Table 3. Summary of growth response to environmental conditions of the sub-cultured
forest soil bacterial isolate
Osmotic pressuire (%NaCl)
On the basis of biochemical and morphological data analysis, the bacterial isolate is a likely member of the genus Cellulomonas. The genus is composed of common soil bacteria of at least 10 species of the family Cellulomonadacae, class Actinobacteria (Rainey et al. 1995).
Cellulomonas cells appear as slender, v-shaped rods that appear shorter or coccoid in older cultures due to exhaustion of fermentable carbohydrate from agar media (Rainey et al. 1995). Cellulomonads are Gram positive, are facultatively aerobic, effectively hydrolyse starch through amylytic exoenzymes, and are not major contributors to nitrification or denitrification (Egger 2010; Holt 1986). Species of Cellulomonas are readily decolorized in Gram staining, while a single polar or sparse lateral flagella of some members confers motility (Rainey et al. 1995; Holt 1986). Rhodococcus and Arthrobacter genera also share similar cellular morphological and biochemical characteristics, but Cellulomonas is readily distinguished by its yellow-orange color and oxidative and fermentative glucose metabolism (Bagnara et al. 1985). Cellulomonas are mesophilic, nonhalophilic bacteria with optimal growth and metabolic activity at neutral or slightly alkaline pH which corresponds to the high growth of the bacterial isolate observed at pH 7 and 9 (Rainey et al. 1995; Holt 1986).
Soil, particularly with much vegetation, is the main habitat for cellulomonads (Halsall & Gibson 1986). In addition to amyltic ability, Cellulomonas is instrumental in environmental degradation by its function in generating and secreting cellulase for the lytic decomposition of cellulose (Halsall & Gibson 1986; Holt 1986). Cellulomonas may form association complexes with other genera to decompose organic matter and enable biological processes such as nitrogen fixation (Halsall & Gibson 1986). Commercial use of Cellulomonas includes composting formulas and waste degradation in cotton and fiber industries (Summers & Srinivasan 1979).
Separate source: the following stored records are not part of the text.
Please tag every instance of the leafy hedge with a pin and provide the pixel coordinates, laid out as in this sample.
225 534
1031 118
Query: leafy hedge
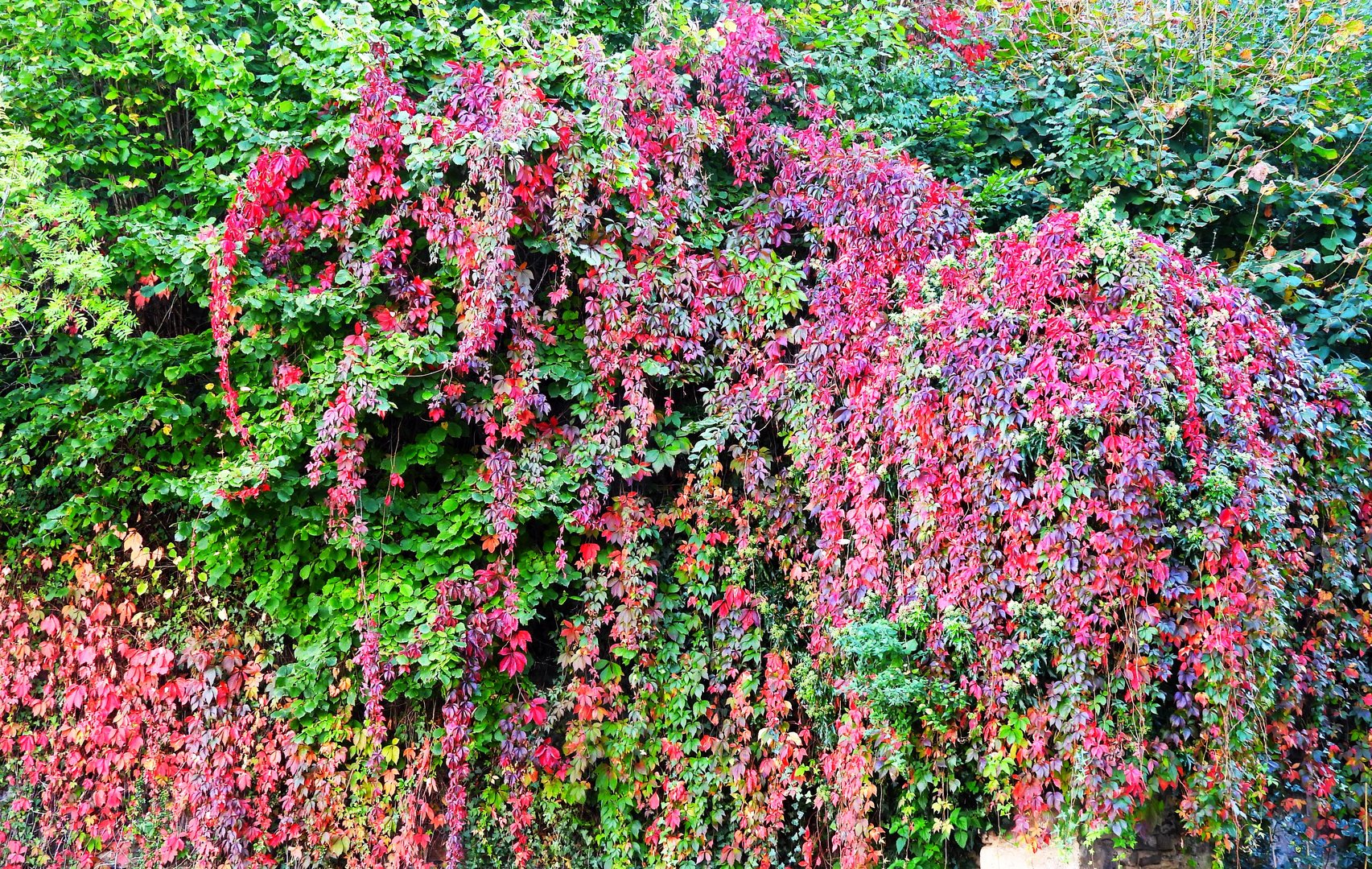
611 452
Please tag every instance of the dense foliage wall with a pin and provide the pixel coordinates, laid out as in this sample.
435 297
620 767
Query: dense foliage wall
515 447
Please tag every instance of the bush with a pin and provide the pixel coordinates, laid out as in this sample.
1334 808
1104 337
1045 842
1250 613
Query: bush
642 462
Biochemically, urease and glucose tests may be useful in differentiating Cellulomonas from some Actinobacteria genera (Bagnara et al. 1985). Some Cellulomonas species may exhibit endospore or cyst formation (Egger 2010; Holt 1986). Thus, the endospore test using heated malachite green dye may be effective in positive identification of Cellulomonas (Leboffe & Pierce 2005). Isolation of genomic DNA and PCR amplification will likely provide the most effective means of precisely identifying bacterial genus to the molecular level (Rainey et al. 1995).
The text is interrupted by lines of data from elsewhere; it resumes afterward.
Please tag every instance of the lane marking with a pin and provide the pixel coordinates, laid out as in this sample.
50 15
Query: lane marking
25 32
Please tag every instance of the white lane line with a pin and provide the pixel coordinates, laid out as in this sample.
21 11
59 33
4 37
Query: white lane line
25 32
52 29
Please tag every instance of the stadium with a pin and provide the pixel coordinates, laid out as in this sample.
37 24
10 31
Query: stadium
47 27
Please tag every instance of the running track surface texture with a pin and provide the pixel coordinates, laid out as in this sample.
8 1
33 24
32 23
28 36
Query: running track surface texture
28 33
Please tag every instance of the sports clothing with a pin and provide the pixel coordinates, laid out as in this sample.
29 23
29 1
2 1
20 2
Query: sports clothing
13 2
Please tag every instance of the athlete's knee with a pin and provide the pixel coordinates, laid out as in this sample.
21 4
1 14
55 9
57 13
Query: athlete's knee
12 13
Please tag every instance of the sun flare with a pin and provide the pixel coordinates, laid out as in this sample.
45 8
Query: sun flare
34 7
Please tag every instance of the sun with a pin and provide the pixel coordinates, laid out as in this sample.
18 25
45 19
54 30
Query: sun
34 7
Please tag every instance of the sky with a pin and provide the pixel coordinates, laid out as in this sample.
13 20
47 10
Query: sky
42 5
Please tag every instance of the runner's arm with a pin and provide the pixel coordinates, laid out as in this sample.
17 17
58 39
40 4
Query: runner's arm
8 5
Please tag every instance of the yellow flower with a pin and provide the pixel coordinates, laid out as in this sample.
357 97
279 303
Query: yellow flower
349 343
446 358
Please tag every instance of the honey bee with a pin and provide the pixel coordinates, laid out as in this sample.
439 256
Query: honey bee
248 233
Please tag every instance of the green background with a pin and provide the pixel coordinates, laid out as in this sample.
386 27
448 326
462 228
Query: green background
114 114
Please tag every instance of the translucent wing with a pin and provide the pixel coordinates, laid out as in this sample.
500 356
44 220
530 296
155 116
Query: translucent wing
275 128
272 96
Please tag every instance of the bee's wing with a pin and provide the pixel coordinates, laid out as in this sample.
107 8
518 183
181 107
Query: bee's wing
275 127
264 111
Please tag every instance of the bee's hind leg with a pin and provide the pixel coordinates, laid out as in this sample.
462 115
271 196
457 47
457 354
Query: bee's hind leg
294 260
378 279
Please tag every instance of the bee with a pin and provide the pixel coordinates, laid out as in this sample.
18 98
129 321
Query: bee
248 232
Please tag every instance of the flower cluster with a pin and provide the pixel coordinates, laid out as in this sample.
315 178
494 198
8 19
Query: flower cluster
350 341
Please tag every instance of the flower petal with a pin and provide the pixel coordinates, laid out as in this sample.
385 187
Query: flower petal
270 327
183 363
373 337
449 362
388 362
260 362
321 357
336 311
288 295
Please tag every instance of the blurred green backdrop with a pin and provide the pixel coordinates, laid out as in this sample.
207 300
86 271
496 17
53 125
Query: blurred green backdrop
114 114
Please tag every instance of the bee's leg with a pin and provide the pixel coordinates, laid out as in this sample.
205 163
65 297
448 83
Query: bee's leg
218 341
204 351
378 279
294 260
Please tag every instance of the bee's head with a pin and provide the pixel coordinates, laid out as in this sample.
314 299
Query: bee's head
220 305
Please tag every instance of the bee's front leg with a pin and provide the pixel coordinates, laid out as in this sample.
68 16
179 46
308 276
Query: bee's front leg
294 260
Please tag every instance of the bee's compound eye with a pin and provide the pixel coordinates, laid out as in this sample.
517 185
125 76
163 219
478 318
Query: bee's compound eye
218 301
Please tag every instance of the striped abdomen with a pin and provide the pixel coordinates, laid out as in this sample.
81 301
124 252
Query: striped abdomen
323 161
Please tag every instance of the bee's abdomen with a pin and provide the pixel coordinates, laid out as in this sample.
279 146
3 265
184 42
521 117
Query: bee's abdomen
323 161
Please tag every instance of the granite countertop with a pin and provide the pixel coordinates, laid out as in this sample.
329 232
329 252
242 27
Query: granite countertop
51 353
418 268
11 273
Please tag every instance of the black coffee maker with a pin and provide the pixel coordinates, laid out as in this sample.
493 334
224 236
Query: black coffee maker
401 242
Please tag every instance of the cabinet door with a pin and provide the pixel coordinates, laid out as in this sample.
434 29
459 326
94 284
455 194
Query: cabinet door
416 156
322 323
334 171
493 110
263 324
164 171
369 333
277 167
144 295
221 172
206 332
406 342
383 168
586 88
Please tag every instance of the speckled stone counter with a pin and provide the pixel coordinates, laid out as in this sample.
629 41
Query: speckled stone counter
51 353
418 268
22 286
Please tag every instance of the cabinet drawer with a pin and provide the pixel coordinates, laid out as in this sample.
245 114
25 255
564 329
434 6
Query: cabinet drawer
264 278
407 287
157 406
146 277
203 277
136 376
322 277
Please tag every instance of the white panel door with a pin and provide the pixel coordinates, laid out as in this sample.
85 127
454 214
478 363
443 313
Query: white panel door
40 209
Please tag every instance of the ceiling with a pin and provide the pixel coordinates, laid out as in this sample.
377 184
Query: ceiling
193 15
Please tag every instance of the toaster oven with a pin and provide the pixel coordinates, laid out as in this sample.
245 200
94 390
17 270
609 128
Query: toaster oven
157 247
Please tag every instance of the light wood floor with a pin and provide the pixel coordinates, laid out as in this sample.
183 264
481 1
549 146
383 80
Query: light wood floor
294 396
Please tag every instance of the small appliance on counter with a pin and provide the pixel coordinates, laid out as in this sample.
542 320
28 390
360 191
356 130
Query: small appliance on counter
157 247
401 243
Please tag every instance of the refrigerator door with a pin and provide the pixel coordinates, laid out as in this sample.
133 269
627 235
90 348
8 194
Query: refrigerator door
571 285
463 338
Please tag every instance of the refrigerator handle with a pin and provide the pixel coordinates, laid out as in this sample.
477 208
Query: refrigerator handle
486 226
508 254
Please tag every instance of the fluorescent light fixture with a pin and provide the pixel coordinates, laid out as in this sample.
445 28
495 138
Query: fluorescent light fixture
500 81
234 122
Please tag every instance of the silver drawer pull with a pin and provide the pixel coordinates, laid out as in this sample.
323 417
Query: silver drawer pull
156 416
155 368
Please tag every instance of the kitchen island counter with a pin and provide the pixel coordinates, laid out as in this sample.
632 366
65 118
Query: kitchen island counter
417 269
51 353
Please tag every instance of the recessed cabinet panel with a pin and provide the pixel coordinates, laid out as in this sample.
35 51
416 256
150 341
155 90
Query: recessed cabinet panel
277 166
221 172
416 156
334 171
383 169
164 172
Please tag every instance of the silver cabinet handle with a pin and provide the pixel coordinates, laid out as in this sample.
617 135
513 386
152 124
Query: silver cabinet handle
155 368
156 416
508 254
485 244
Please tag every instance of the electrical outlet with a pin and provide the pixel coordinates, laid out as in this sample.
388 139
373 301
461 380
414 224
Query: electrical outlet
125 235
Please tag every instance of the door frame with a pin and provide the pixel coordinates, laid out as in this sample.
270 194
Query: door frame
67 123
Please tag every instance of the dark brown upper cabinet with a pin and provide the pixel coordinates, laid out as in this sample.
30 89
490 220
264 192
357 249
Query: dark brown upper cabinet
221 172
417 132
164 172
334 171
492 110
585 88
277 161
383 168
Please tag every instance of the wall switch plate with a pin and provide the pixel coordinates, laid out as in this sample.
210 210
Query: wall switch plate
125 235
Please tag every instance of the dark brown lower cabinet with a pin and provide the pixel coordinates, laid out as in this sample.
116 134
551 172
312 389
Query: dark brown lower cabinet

Methodological weaknesses of the present study include the limited reproducibility of results, as reporting mainly relied on qualitiative analysis through the use of chromatographic indicators and simple numeric rating scales. Other sources of potential bias or error include differences in incubation or storage conditions, impurities in stock culture or media, as well as calibration error in pipettes or the spectrophotometer. In addition, the effect of metabolic and biochemical diversity at different stages of bacterial life cycles are largely ignored.
Nevertheless, study objectives are met, as successful microbial inoculation, separation, and classification techniques were employed to biochemically and morphologically identify the unknown soil bacteria as a likely member of the genus Cellulomonas.